Let’s use University Challenge questions as examples as they are quite a nice judge of intelligence. It takes the two aspects that I see as key for intelligence, problem solving and breath of knowledge. If you just rely on breath of knowledge then you’ll answer a certain amount of questions, but if you can problem solve then your chances increase dramatically. Heres an example question handled the two ways.
Which 19th century french painter, famed for his involvement in the impressionist movement painted Wheatstacks?
A lazy thought process only hears, who painted Wheatstacks? Then makes that the core of the question and you either know who painted it or you don’t.
A harder working thought process sees the name of the painting as only a fraction of the question.
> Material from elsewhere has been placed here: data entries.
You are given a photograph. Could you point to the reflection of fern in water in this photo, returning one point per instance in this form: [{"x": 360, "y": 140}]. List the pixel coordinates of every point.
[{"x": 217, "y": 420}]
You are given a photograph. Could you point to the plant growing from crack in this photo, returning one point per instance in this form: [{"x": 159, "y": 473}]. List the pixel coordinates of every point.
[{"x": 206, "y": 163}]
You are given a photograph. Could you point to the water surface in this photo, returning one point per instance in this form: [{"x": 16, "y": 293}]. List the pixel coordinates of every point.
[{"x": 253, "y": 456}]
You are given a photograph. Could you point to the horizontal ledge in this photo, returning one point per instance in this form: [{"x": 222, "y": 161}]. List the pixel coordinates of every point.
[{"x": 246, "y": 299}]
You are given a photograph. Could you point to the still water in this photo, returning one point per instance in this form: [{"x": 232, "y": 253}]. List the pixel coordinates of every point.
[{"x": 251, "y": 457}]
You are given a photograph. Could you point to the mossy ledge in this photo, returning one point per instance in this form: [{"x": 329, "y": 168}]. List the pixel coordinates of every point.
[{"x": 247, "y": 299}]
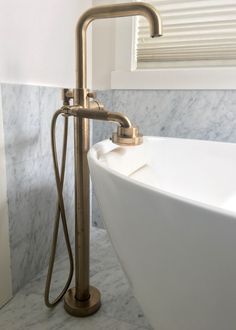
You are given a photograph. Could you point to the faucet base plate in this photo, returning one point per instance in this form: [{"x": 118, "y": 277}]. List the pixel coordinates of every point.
[{"x": 82, "y": 308}]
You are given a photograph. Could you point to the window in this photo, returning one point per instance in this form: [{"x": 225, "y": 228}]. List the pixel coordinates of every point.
[{"x": 195, "y": 33}]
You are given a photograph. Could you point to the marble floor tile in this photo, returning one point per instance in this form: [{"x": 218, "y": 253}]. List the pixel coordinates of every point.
[{"x": 119, "y": 311}]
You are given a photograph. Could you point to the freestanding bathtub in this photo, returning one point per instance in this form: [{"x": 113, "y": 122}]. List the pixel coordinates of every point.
[{"x": 170, "y": 209}]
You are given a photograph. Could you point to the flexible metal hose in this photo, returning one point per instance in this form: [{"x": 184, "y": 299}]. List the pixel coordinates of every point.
[{"x": 60, "y": 211}]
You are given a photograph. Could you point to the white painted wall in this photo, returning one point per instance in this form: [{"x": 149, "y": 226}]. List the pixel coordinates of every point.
[
  {"x": 111, "y": 44},
  {"x": 5, "y": 270},
  {"x": 37, "y": 41}
]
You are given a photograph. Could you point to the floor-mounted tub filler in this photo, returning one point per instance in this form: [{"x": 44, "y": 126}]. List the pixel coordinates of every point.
[{"x": 80, "y": 104}]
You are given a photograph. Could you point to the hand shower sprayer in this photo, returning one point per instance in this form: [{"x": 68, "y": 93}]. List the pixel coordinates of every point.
[{"x": 84, "y": 300}]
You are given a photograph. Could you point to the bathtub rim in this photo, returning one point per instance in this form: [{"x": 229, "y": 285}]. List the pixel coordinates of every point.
[{"x": 210, "y": 208}]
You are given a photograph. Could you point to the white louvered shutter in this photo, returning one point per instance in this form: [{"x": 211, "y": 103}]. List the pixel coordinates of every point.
[{"x": 195, "y": 33}]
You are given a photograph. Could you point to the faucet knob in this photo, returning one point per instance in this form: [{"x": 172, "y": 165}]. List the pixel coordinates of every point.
[
  {"x": 127, "y": 136},
  {"x": 92, "y": 95}
]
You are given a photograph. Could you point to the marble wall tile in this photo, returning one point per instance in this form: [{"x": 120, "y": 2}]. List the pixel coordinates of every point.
[
  {"x": 208, "y": 115},
  {"x": 21, "y": 111},
  {"x": 27, "y": 112}
]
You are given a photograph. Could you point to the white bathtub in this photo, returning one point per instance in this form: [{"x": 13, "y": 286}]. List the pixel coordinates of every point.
[{"x": 173, "y": 226}]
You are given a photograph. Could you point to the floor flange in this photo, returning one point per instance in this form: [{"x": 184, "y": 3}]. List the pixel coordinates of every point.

It uses each element of the question as a filter (french, 1800s, impressionist), by the time you arrive at the name of the painting, you would have filtered it down to two or three options. Of course knowledge is important, but hard work is even more important.
Most of my life has been spent surrounded by much cleverer people, with me waddling around mushy-brained and damp-eyed, unable to communicate beyond rudimentary grunts. What I’ve been able to divine from that vantage point is that intelligence is about lots of little moments of hard work, to connect a couple of disparate elements or see an un-obvious explanation. So don’t think you aren’t clever, just stop thinking you’re thinking and start using your brain.